Time: Friday, June 19, 1998 10:00 AM-4:00 PM
Location: Jackson Room, Room 38-466, MIT (see map at http://whereis.mit.edu/bin/map?locate=bldg_38 )
Organizer: Michael Lissack
Speaker: Harold Klein (Temple Univ.)
Topic: Structure and Representation of Highly Complex, Chaotic Environments for Strategic Planning
Harold Klein from Temple will discuss his work in developing methodology for strategic planning. He will show how the efficacy of various strategic analysis techniques are constrained by inappropriate representations and are inconsistent with neurocognitive processes. He will draw on recent research in this area.
His particular interest is in effecting a confrontation of decision-makers with strategically-relevant environmental change. He has developed a unique causal mapping approach that results in what he calls "normative cognitive maps" -- in that the map outputs reveal answers to key questions confronting top management in the midst of chaotic change situations: What strategic decisions/activities need to be coordinated? In what sequence or priority need these decisions be addressed? And how and where can the organization take action/intervene within the environment so as to "shape" the future to the organization's betterment? The approach is call SPIRE (Systematic Procedure for Identifying Relevant Environments).
Harold's approach makes use of neuronal network concepts.
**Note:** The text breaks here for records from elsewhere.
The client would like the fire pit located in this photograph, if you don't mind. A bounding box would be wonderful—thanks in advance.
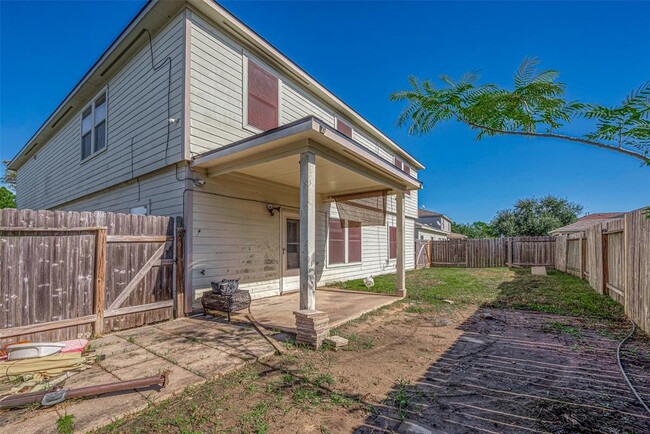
[201,279,251,322]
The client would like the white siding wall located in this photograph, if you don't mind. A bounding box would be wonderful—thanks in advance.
[56,167,185,217]
[17,15,184,209]
[190,13,418,217]
[191,176,414,299]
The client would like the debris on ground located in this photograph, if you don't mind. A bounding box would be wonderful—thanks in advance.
[325,336,348,350]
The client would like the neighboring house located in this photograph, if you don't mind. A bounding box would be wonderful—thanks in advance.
[549,212,625,236]
[415,221,449,241]
[10,0,424,316]
[415,209,453,240]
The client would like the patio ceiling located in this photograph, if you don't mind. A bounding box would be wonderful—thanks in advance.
[192,117,421,195]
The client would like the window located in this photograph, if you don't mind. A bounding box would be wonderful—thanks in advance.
[328,218,361,265]
[348,221,361,262]
[395,157,411,196]
[287,219,300,270]
[336,118,352,138]
[81,92,106,160]
[388,226,397,259]
[247,59,280,131]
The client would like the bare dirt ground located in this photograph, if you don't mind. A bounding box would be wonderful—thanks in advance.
[357,309,650,433]
[97,269,650,433]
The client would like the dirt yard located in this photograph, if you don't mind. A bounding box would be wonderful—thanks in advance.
[92,269,650,433]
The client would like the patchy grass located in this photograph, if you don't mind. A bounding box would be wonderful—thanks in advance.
[56,414,74,434]
[332,268,625,321]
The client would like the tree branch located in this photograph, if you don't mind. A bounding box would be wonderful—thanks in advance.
[461,119,650,164]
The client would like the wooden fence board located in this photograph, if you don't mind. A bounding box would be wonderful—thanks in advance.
[429,237,556,268]
[0,209,174,340]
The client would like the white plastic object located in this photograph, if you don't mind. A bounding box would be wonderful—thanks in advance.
[7,342,65,360]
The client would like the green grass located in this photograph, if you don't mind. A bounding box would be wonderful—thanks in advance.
[56,414,74,434]
[332,268,625,320]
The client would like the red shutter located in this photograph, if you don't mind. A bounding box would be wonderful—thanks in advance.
[336,118,352,138]
[329,219,345,264]
[348,221,361,262]
[388,226,397,259]
[248,60,279,131]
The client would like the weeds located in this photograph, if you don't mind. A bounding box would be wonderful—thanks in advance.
[56,414,74,434]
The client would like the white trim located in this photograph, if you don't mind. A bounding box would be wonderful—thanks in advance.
[242,49,283,134]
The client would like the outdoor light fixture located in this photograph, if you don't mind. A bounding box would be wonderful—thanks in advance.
[266,203,280,217]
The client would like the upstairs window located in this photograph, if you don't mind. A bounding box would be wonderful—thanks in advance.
[328,218,361,265]
[81,92,106,160]
[388,226,397,259]
[395,157,411,196]
[247,59,280,131]
[336,118,352,138]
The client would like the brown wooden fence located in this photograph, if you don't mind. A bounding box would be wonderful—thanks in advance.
[555,210,650,333]
[0,209,182,341]
[415,237,555,268]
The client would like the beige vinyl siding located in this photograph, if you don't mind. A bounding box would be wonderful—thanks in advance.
[56,166,185,217]
[190,175,299,304]
[189,175,414,307]
[190,13,417,193]
[17,14,184,214]
[316,202,415,285]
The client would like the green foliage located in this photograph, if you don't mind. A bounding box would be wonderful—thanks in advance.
[451,221,496,238]
[391,58,650,164]
[0,187,16,209]
[56,414,74,434]
[490,195,582,237]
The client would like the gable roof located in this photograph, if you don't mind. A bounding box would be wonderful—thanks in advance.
[9,0,424,170]
[549,212,625,234]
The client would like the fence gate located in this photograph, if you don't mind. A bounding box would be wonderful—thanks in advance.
[0,209,182,341]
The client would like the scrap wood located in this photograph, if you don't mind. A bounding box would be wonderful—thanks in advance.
[0,371,169,409]
[246,310,285,354]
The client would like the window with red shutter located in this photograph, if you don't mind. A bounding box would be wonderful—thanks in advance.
[248,59,279,131]
[336,118,352,138]
[329,218,345,264]
[348,221,361,262]
[388,226,397,259]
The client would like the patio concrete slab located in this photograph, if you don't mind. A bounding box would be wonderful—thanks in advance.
[251,288,400,334]
[0,317,274,433]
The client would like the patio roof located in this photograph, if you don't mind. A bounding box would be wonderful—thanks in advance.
[192,116,422,195]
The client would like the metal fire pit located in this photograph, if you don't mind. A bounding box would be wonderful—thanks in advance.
[201,290,251,322]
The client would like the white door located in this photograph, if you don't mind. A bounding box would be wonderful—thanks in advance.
[280,212,300,294]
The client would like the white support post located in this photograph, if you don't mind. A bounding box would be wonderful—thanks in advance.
[395,192,406,297]
[300,152,316,310]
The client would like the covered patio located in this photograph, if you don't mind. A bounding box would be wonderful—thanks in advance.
[251,288,397,334]
[192,117,421,346]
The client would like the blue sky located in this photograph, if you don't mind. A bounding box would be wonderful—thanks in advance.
[0,1,650,222]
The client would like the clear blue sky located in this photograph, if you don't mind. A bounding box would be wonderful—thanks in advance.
[0,1,650,222]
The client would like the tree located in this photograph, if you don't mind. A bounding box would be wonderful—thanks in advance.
[490,195,582,237]
[451,221,495,238]
[0,187,16,209]
[391,58,650,164]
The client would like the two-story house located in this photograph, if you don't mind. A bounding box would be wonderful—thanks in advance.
[10,0,423,318]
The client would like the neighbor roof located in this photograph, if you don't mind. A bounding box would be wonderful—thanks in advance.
[9,0,424,170]
[549,212,625,234]
[418,208,453,221]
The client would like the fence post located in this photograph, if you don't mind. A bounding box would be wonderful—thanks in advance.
[174,217,185,318]
[93,228,106,336]
[600,232,609,295]
[580,233,587,280]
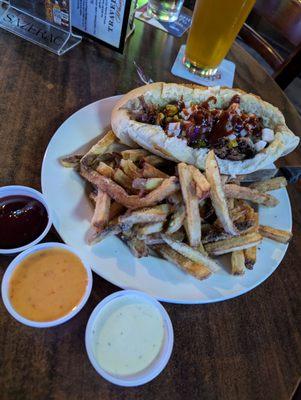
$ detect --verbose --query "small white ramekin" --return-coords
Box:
[1,242,93,328]
[0,185,52,254]
[85,290,174,387]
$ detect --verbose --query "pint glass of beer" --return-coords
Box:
[184,0,255,77]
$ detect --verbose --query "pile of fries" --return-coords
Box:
[61,131,292,279]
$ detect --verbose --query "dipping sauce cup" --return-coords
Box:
[86,290,174,386]
[1,243,92,328]
[0,185,52,254]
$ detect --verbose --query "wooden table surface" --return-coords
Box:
[0,17,301,400]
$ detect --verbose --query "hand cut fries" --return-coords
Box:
[205,233,262,256]
[153,244,211,279]
[161,234,220,272]
[231,250,245,275]
[259,225,293,243]
[224,183,278,207]
[249,176,287,192]
[178,163,201,246]
[61,131,292,279]
[142,162,169,179]
[132,178,163,191]
[166,205,186,234]
[244,246,257,269]
[206,150,238,235]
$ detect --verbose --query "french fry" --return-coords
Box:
[139,232,165,246]
[167,190,183,205]
[178,163,201,246]
[189,165,210,200]
[132,178,163,191]
[249,176,287,192]
[197,242,208,256]
[109,201,125,221]
[231,250,245,275]
[80,131,118,165]
[91,190,111,230]
[206,150,238,235]
[166,204,186,234]
[120,149,150,162]
[205,233,262,256]
[89,190,98,203]
[224,183,279,207]
[202,226,232,245]
[121,236,149,258]
[152,244,211,280]
[142,162,169,179]
[120,159,142,179]
[60,154,83,168]
[113,168,132,190]
[143,154,166,167]
[259,225,293,243]
[81,166,179,209]
[87,220,121,245]
[95,161,114,178]
[119,204,171,230]
[244,246,257,269]
[135,221,164,238]
[161,234,220,272]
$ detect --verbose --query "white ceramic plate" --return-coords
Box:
[42,96,292,304]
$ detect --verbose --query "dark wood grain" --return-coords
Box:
[0,18,301,400]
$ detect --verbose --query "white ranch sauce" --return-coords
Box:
[92,295,164,376]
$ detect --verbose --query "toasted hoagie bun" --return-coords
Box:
[111,82,299,175]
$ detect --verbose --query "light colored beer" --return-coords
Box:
[185,0,255,69]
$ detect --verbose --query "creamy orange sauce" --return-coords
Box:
[9,248,88,322]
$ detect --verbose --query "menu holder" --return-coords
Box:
[0,0,82,55]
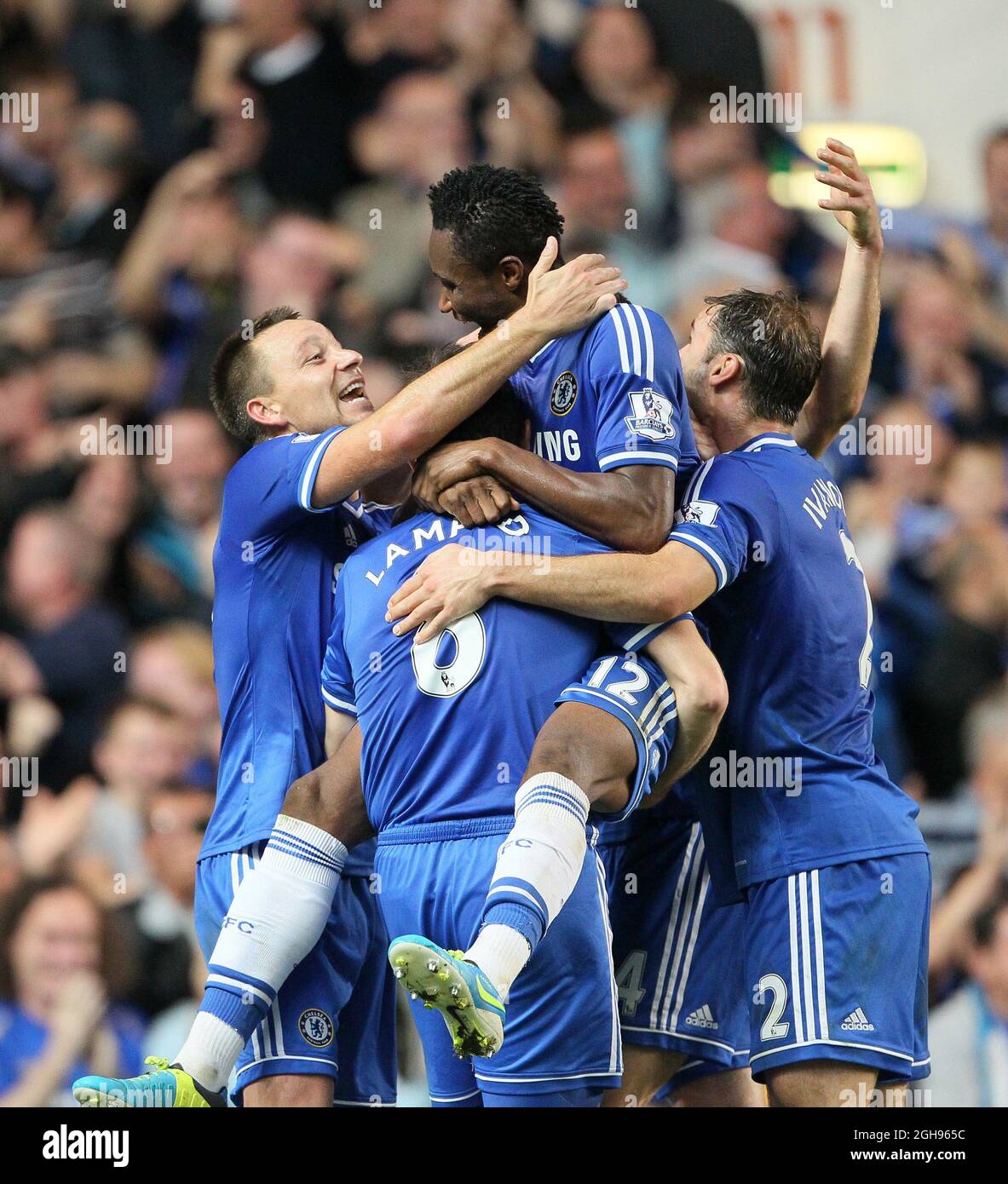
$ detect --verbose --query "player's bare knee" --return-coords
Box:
[766,1060,878,1108]
[242,1072,333,1109]
[282,770,325,830]
[525,704,637,810]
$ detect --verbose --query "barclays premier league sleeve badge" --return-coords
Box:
[625,386,675,440]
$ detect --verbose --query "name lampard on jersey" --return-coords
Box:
[365,514,550,587]
[802,477,844,531]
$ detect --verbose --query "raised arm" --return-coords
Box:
[389,541,717,643]
[312,238,625,509]
[413,440,675,555]
[413,301,688,553]
[793,140,883,457]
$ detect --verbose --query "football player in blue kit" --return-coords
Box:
[395,140,883,1106]
[322,391,702,1106]
[394,277,931,1106]
[75,240,623,1107]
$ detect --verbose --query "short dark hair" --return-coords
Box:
[210,304,301,444]
[705,288,822,428]
[428,164,564,276]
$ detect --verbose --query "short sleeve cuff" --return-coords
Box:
[668,529,729,592]
[598,447,679,473]
[322,686,356,719]
[297,428,343,514]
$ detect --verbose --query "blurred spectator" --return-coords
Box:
[551,3,668,233]
[0,174,154,407]
[0,339,81,547]
[229,0,362,215]
[116,151,362,412]
[556,127,669,307]
[641,0,766,95]
[0,877,142,1107]
[118,789,213,1016]
[661,164,793,319]
[0,507,127,790]
[337,72,471,347]
[128,620,221,789]
[969,127,1008,315]
[923,887,1008,1107]
[65,0,201,172]
[129,410,234,622]
[46,103,140,262]
[73,698,190,905]
[0,55,77,198]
He has developed a heuristic program for organizing complex environmental dynamics with organizational implications into causal maps that resemble and exhibit properties of neuronal networks. He will discuss the conceptual basis for the methodolgy as well as present the results of its application in several corporate planning contexts. Particularly, he will focus on the most recent application at the Florida Power & Light Company. Outputs from this project will be made available. His work was sponsored by a grant from the Electric Power Research Institute.